There he was, the first up on the near bank by the coppiced elm, kingly and calm, loping easily towards the wires which stretched, five high and each a foot apart across the belly of the field. The two largest dogs, Bones and Trigger’s dog Gypsy, were level-pegging it towards the wires – No! – Bones was a nose ahead – enough to make a man burst with pride – now soaring the wires in a swift, smooth stream. Stanley felt a vaulting rush of joy as the pack, all shapes and sizes, breeds and colours, ages and abilities, raced for the field gate, now onward to the hurdles, snouts raised like pointers after game. Bones jumped the first hurdle, and the next, and the next with increasing height and ease.
Flames leaped from the top of Birdie’s bales, danced around the edges. Smoke rolled and billowed out. It was becoming difficult to see but there at the front of the pack was Bones – pausing – head tilted indignantly at the smoke – now flying into the smog – appearing – a gold brown streak, on this side. He was so fast – airborne, sailing, floating – four legs off the ground, on, off, the astonishing reach of his forelegs striking the ground so far in front of his nose.
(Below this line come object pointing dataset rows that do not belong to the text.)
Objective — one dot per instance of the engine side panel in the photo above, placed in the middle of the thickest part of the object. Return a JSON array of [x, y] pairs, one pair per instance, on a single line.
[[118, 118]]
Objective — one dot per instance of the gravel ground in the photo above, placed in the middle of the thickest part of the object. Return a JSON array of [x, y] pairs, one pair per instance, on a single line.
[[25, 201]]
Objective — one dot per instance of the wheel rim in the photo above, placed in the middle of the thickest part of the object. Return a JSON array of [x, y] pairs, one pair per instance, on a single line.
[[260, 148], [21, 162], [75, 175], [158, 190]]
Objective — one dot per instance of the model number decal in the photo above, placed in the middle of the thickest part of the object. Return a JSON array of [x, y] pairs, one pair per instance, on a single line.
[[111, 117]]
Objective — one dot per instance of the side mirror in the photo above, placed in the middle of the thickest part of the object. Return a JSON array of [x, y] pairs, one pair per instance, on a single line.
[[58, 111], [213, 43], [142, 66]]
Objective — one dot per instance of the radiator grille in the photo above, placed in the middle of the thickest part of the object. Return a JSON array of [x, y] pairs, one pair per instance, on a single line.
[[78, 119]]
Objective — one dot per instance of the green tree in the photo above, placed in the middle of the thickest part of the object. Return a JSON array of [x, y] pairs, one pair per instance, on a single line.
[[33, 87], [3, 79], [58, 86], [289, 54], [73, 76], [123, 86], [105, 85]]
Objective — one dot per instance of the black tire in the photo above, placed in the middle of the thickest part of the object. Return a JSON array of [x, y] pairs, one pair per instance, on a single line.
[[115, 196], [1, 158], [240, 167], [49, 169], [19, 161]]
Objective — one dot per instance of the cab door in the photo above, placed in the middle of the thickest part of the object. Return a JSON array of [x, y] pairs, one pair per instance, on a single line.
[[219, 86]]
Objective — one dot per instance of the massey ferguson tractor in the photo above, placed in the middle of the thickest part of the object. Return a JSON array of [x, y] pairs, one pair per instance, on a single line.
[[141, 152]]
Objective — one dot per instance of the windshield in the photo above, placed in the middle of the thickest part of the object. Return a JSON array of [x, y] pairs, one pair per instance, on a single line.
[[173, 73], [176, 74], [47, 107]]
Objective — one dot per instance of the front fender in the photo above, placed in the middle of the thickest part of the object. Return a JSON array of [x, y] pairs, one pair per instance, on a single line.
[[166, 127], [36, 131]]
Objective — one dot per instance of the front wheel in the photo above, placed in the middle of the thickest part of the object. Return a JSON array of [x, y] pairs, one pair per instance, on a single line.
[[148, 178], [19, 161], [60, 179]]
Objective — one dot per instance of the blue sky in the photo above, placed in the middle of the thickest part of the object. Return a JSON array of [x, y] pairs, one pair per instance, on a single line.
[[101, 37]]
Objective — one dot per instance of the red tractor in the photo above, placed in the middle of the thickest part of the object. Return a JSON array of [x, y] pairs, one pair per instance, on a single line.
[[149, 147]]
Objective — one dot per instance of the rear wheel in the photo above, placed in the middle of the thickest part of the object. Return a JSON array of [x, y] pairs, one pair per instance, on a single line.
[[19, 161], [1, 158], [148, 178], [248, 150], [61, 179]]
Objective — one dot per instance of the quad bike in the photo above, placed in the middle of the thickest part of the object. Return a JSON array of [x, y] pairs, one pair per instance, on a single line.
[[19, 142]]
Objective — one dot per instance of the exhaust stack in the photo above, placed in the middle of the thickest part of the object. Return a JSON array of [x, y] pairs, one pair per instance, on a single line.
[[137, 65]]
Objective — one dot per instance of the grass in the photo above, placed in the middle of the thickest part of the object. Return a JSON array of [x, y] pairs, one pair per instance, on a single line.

The dogs had reached the broken marshland, the worst lay ahead. There in the marshland, concealed in the reed and the sedge, lay the ambush, the line of firing infantry with their rifles and the kennel men with their mortars. Bones and Gypsy were nose to nose again – No, now Bones was ahead, fiercer in his longing to come home. Trigger was forgetting himself, waving his cap, woolly black hair flying, pink-faced with shouting. The guns burst into a shattering blizzard of fire and noise. Sparks flew. Swelling puffs of black and grey smoke billowed out. Acrid fumes dispersed on the breeze. What would Bones do? Would he come straight through the storm of blanks?
There he was – he’d pulled up mid-gallop the instant the guns had opened fire. The rest of the field surged past in a frothy torrent. Still Bones hesitated, with that fami
liar, considering-my-options pitch to his head.
‘No, Bones. Straight through. Straight on. Just go straight on.’
Bones half turned from the guns. Trigger was jumping up and down, victory within his reach. Stanley bit his lip and breathed, ‘Come, Bones, come. Straight to me. Come straight through.’
Bones took a step forward and stopped. He took another step and stopped.
‘Come, Bones, come.’
Bones was pawing the ground. He raised his head at the guns and barked, then loped forward a couple of easy paces, more like a thoroughbred horse in a show ring than a dog. He drew up, surely, now very close to the guns, lowered his head, lifted his tail and moved into a long striding run.
‘Come, Bones, come, boy, come.’
The dog disappeared from view.
‘Come, boy, come.’
Where was he? Stanley’s eyes ached from the strain of trying to see.
There! He’d done it – he’d gone through the firing line, was gathering speed, making time on the dogs at the front, racing with every fibre in his body, jaws set, legs converging, long striding gait the very image of purpose and intent, near the front now, a flurry of dogs in his wake. Trigger was caught off balance as Gypsy hurled himself at his master in a frenzied muddle of tail and leg and tongue. Bones vaulted forward, and Stanley was on his knees, head against the striped velvet coat, arm around the muscular neck.
‘Good boy,’ Stanley whispered. Bones pulled himself free, shook himself, scattering sunlit spray like diamond confetti, then remembering his duty he assembled himself into an untidy sitting position, hind legs awry and sprawling, flanks heaving. Breathless and panting, he lifted his head for the cylinder to be opened.